Esas No: 2015/6215
Karar No: 2016/5499
Karar Tarihi: 12.05.2016
Yargıtay 16. Hukuk Dairesi 2015/6215 Esas 2016/5499 Karar Sayılı İlamı
"İçtihat Metni"
MAHKEMESİ :ASLİYE HUKUK MAHKEMESİ
Taraflar arasında görülen dava sonucunda verilen hükmün Yargıtay"ca incelenmesi istenilmekle; temyiz isteğinin süresinde olduğu anlaşıldı, inceleme raporu ve dosyadaki belgeler okundu, GEREĞİ GÖRÜŞÜLDÜ:
Kadastro sonucu ... Köyü çalışma alanında bulunan 173 ada 16 parsel sayılı 1.141,59 metrekare yüzölçümündeki taşınmaz irsen intikal, taksim ve kazandırıcı zamanaşımı zilyetliği nedeniyle tarla vasfıyla... adına tespit ve tescil edilmiştir. Davacı ..., kendisine ait 173 ada 14 parsel sayılı taşınmazın bir kısmının davaya konu parsel içerisinde tespit gördüğünü ileri sürerek tapu iptal ve tescil istemiyle dava açmıştır.
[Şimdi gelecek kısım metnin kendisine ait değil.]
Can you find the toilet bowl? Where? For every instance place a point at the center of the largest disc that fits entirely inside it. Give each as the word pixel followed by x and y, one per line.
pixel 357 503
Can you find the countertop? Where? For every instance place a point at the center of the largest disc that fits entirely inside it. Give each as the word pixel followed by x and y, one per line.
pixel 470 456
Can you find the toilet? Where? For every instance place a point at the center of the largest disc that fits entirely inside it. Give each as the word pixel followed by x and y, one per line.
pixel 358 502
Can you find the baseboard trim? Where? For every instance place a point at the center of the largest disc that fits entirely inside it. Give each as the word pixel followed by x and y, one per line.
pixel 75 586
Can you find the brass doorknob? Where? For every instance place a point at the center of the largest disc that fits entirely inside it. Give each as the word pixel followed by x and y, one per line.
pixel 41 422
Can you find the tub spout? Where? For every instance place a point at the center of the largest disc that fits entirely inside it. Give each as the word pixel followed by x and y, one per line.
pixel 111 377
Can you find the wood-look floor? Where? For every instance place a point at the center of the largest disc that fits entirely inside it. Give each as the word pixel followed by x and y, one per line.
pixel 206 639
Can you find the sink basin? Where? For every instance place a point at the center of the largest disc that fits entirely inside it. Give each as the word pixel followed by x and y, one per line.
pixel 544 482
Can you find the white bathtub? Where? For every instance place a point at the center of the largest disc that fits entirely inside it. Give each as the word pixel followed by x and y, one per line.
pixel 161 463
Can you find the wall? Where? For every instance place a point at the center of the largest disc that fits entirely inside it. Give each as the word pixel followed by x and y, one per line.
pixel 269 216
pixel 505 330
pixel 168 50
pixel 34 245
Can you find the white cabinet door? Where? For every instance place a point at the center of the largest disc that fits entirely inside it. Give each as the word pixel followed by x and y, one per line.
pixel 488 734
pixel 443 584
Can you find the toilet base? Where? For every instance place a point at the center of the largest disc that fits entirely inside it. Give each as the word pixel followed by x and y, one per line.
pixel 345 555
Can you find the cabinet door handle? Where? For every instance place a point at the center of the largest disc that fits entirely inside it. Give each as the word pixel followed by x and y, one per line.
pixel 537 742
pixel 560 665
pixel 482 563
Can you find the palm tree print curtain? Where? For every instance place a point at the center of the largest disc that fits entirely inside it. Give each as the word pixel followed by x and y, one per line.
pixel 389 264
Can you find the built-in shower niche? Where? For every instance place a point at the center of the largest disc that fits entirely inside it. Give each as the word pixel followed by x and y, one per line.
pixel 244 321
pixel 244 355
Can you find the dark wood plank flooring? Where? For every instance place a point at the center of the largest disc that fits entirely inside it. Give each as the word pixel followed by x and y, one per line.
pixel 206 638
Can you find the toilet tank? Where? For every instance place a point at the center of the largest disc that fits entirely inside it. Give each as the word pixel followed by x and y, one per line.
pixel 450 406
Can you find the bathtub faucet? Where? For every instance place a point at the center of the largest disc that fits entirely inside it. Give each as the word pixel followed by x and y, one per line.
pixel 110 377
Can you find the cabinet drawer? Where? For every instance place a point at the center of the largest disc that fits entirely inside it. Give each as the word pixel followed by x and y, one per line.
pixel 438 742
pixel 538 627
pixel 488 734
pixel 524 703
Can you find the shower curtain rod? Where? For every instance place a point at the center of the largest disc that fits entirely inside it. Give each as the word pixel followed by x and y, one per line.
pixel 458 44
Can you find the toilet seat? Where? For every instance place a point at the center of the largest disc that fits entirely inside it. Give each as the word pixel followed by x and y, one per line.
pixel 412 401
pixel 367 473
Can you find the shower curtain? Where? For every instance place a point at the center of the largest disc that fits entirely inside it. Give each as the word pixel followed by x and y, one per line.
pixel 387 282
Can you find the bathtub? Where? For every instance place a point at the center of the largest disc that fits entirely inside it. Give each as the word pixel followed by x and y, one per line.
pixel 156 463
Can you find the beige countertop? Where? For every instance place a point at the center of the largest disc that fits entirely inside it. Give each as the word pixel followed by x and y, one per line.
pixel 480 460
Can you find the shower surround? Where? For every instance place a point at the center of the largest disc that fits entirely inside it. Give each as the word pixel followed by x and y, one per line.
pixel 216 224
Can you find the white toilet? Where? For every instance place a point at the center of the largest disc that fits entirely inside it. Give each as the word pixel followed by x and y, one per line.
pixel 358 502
Mahkemece yapılan yargılama sonunda davanın husumet nedeniyle ve esastan reddine karar verilmiş; hüküm, davacı ... vekili tarafından temyiz edilmiştir.
Davacı ..., kendisi adına tespit ve tescil edilen 173 ada 14 parsel sayılı taşınmaza dahil olması gereken bir bölüm yerin davalıların murisi Şükrü Doğanay adına tespit ve tescil edilen davaya konu 173 ada 16 parsel sayılı taşınmaz kapsamında kaldığı iddiasıyla tapu iptali ve tescil davası açmıştır. Yargılama sırasında tanık olarak dinlenen eşi ... (...), kendisine annesinden kalan taşınmazı eşi davacıya devrettiğini belirtmiştir. Taşınmazın bitişiğinde bulunan 173 ada 14 sayılı parselin incelenen tapu kaydından da davacı adına tespit ve tescil edilmiş olduğu anlaşılmaktadır. Bu durumda mahkemece dava konusu taşınmazın davacının eşinin kendisine irsen intikal ettiğine dair beyanın davacının kök muristen kaldığı iddiasını çürüterek davacının kök murisinden gelmediğinin ikrar edildiği, maddi vakıanın değiştirilemeyeceği, dava konusu hakkın devredilemeyeceği, davacının husumet ehliyetinin bulunmadığı, ayrıca muristen kalmadığının ikrar edildiği, zilyetlik süresinin de dolmadığı gerekçeleri ile davacının davasının esastan ve husumetten reddine karar verilmiş ise de; davanın hem usulden hem de esastan reddine karar verilmesi mümkün olmadığı gibi, karar dosya kapsamına da uygun düşmemiştir. Hukuki ihtilaf her iki taşınmazın kimden geldiğine ilişkin değil, taşınmazların aralarında sınır tecavüzü bulunup bulunmadığına ilişkindir. Sağlıklı sonuca varılabilmesi için, mahalli bilirkişiler, taraf tanıkları ve fen bilirkişisi huzuruyla taşınmazlar başında keşif icra edilmelidir. Yerel bilirkişi ve taraf tanıklarından, çekişmeli taşınmazın, kim tarafından hangi tarihten beri, hangi sınırlar içerisinde kullanıldığı hususlarında olaylara dayalı ayrıntılı bilgi alınmalıdır. Yerel bilirkişi ve taraf tanıklarının beyanları arasında doğabilecek çelişkilerin gerektiğinde yüzleştirme yapılarak yöntemince giderilmesine çalışılmalı, uzman fen bilirkişisinden yapılan keşif ve uygulamaları izleyip denetlemelere olanak verir, yerel bilirkişi ve tanıklarca gösterilecek sınırların işaretlenmiş olduğu ayrıntılı ve keşfi izlemeye elverişli rapor alınmalı, bundan sonra toplanan ve toplanacak tüm deliller birlikte değerlendirilerek ulaşılacak sonuca göre bir karar verilmelidir. Mahkemece, bu yönler göz ardı edilerek yazılı şekilde karar verilmiş olması isabetsiz olup, davacının temyiz itirazları açıklanan nedenlerle yerinde görüldüğünden kabulü ile hükmün BOZULMASINA, peşin yatırılan temyiz karar harcının talep halinde temyiz edene iadesine,
12.05.2016 gününde oybirliğiyle karar verildi.